Hacker News new | ask | show | jobs
by manishsharan 980 days ago
The author mentions that GPT-4 is so good at Optical Character Recognition (OCR)

My experience has been the opposite: I was trying to get it to read an image of a data table with header and the usual excel table color palette . It could not read most of the data. Then I tried similar read experiment with Enterprise architecture diagrams saved as png files ... same issue as it missed most of the data.

I am not disputing the author .. I am trying to figure out what I am doing wrong.

3 comments

Surprising. I tried OCR only once so far - I took a photo of a hand-drawn poster at my kid's kindergarten, about mental health, dense with hand-written-like text mixed up with various drawings. You know, the kind of hand-made infographic. And the text was 100% in Polish. I figured it's a good test as any - I fed that photo to ChatGPT and asked to summarize it. To my astonishment, it reproduced 100% of the content correctly, and even in the right order (i.e. how I'd read it myself, vs. strict left-right top-down).

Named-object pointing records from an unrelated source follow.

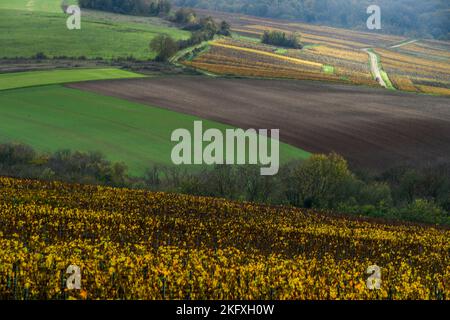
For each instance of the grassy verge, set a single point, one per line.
(38, 78)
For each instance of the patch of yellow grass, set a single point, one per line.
(268, 54)
(434, 90)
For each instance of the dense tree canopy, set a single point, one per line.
(134, 7)
(430, 18)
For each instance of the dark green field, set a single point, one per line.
(51, 118)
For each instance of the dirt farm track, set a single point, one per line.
(372, 128)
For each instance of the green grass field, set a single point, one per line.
(38, 78)
(24, 33)
(51, 118)
(35, 5)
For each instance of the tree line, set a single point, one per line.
(131, 7)
(412, 18)
(322, 182)
(202, 29)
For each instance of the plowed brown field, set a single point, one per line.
(372, 128)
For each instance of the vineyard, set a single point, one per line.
(418, 66)
(132, 244)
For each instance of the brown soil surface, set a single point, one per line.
(372, 128)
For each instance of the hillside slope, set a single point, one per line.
(132, 244)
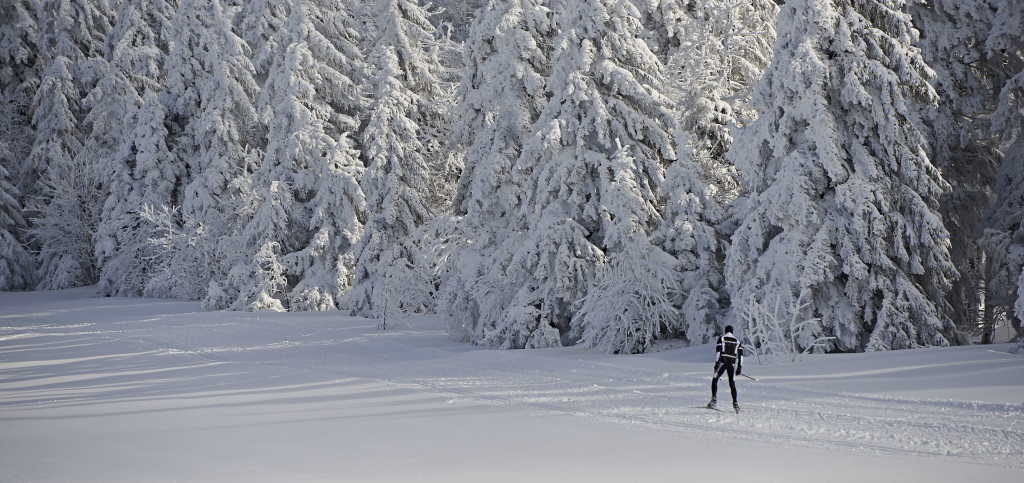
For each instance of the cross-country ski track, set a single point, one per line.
(185, 394)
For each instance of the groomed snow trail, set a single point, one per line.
(84, 352)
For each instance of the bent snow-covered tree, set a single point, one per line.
(501, 96)
(843, 196)
(398, 147)
(604, 93)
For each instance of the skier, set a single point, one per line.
(728, 356)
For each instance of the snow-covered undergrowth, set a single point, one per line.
(155, 390)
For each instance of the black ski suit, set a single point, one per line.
(729, 359)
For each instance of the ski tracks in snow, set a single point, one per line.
(569, 383)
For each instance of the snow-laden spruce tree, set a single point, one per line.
(843, 196)
(632, 303)
(1004, 231)
(724, 47)
(18, 34)
(256, 23)
(209, 93)
(501, 96)
(53, 178)
(309, 100)
(399, 146)
(604, 93)
(17, 266)
(953, 38)
(124, 104)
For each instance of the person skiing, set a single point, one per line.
(728, 359)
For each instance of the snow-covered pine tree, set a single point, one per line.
(501, 96)
(631, 305)
(400, 146)
(132, 77)
(53, 177)
(18, 34)
(952, 42)
(256, 23)
(1004, 224)
(719, 50)
(843, 196)
(309, 100)
(17, 266)
(18, 79)
(326, 265)
(604, 89)
(209, 91)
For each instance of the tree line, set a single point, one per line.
(829, 175)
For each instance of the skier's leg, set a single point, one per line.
(732, 383)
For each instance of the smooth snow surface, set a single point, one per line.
(131, 390)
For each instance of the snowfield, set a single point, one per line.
(132, 390)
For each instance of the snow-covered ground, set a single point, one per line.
(153, 390)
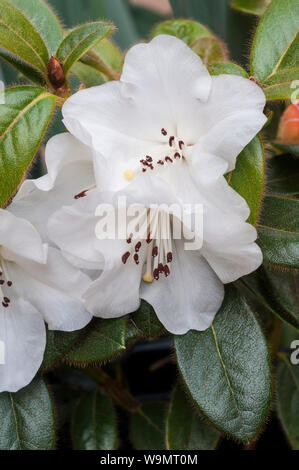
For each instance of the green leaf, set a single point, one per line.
(283, 175)
(20, 37)
(248, 177)
(94, 423)
(279, 86)
(27, 418)
(24, 119)
(146, 321)
(185, 430)
(278, 229)
(100, 340)
(210, 49)
(44, 19)
(58, 344)
(24, 68)
(255, 7)
(147, 427)
(227, 369)
(186, 30)
(87, 75)
(287, 391)
(276, 40)
(293, 149)
(79, 41)
(228, 68)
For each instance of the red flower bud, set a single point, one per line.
(288, 132)
(55, 73)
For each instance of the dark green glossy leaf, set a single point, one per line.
(256, 7)
(227, 369)
(27, 418)
(288, 399)
(79, 41)
(23, 67)
(19, 36)
(94, 423)
(185, 430)
(280, 85)
(146, 321)
(24, 119)
(283, 175)
(248, 177)
(228, 68)
(186, 30)
(278, 228)
(100, 340)
(44, 19)
(210, 49)
(58, 344)
(147, 427)
(276, 38)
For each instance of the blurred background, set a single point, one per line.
(135, 20)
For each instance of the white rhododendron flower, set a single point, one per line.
(37, 285)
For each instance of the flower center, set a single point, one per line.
(156, 237)
(5, 282)
(174, 152)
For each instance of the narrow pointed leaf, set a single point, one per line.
(147, 427)
(24, 119)
(27, 418)
(100, 340)
(19, 36)
(79, 41)
(248, 177)
(227, 369)
(275, 43)
(94, 423)
(255, 7)
(288, 400)
(185, 429)
(278, 228)
(44, 19)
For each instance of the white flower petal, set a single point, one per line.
(190, 297)
(55, 290)
(23, 333)
(20, 237)
(70, 167)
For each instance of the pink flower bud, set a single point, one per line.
(288, 132)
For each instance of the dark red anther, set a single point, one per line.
(126, 257)
(155, 252)
(137, 247)
(82, 194)
(166, 270)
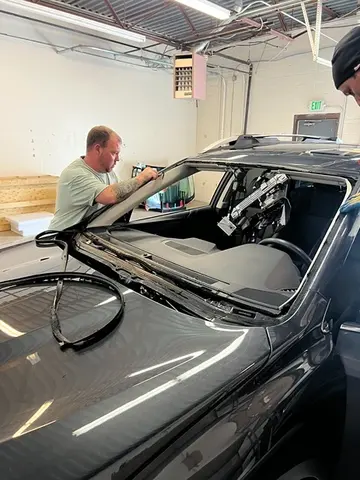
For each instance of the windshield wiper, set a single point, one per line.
(181, 279)
(150, 284)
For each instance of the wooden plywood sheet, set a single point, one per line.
(26, 195)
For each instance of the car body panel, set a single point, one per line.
(192, 361)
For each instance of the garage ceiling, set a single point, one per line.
(168, 22)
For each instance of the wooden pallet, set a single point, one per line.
(26, 195)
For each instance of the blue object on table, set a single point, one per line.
(174, 197)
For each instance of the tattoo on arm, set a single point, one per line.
(124, 189)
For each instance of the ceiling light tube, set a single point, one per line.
(324, 62)
(210, 8)
(72, 19)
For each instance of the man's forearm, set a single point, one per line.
(123, 189)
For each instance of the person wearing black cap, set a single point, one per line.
(346, 64)
(346, 75)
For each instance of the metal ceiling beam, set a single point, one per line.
(234, 59)
(282, 20)
(255, 24)
(147, 13)
(109, 21)
(114, 14)
(187, 18)
(330, 12)
(74, 30)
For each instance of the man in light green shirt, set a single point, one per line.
(89, 182)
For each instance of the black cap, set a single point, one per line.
(346, 58)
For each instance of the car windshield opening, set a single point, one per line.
(246, 232)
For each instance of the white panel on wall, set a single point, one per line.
(50, 101)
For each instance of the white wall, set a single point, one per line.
(281, 88)
(225, 96)
(50, 101)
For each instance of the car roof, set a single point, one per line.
(315, 154)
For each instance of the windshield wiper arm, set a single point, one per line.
(135, 276)
(180, 277)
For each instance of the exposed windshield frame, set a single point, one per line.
(191, 167)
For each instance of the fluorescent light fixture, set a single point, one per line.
(324, 62)
(210, 8)
(73, 19)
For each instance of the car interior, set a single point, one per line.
(275, 237)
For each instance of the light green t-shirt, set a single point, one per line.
(77, 189)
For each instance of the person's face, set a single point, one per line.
(109, 155)
(352, 87)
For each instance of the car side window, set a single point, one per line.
(345, 285)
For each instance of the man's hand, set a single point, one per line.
(353, 203)
(146, 175)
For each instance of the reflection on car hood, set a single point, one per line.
(65, 414)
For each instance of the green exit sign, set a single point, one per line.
(317, 106)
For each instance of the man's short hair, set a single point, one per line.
(100, 135)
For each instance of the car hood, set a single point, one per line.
(67, 414)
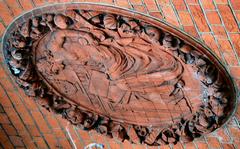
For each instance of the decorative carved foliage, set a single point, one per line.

I don't know which blows my mind more - the above feat done on first try, or that the "voice chat mode" has unprecedented ability to correctly pick up on and transcribe what I'm saying. The error rate on this (tested both in English and Polish) is less than 5% - and that's with me walking outside, near a busy road, and mistakes it made were on words I know I pronounced somewhat unclearly. Compare that to voice assistants like Google one, which has error rate near 50%, making it entirely useless for me. I don't know how OpenAI is doing it, but I'd happily pay the API rates for GPT-4 voice powered phone assistant, because that would actually work.

A GPT-4 powered assistant for Android would be a game changer
Hi! I'm the author. :) I can agree I had problems with tables as well. I tried crosswords and sudoku. My assumption is that it does not work well when it needs to position the text in the spatial context of table or grid. I found BARD to work a lot better with those examples.

I found it to work really well with weirdly positioned text. Like serial number on tire.

How are you prompting it to extract the data?
The png was a picture of a rate card . My was asking to list the column headers. This was a shaded row (typical excel table header) and then create a csv table based on the table data
You are asking in the context of this blogpost?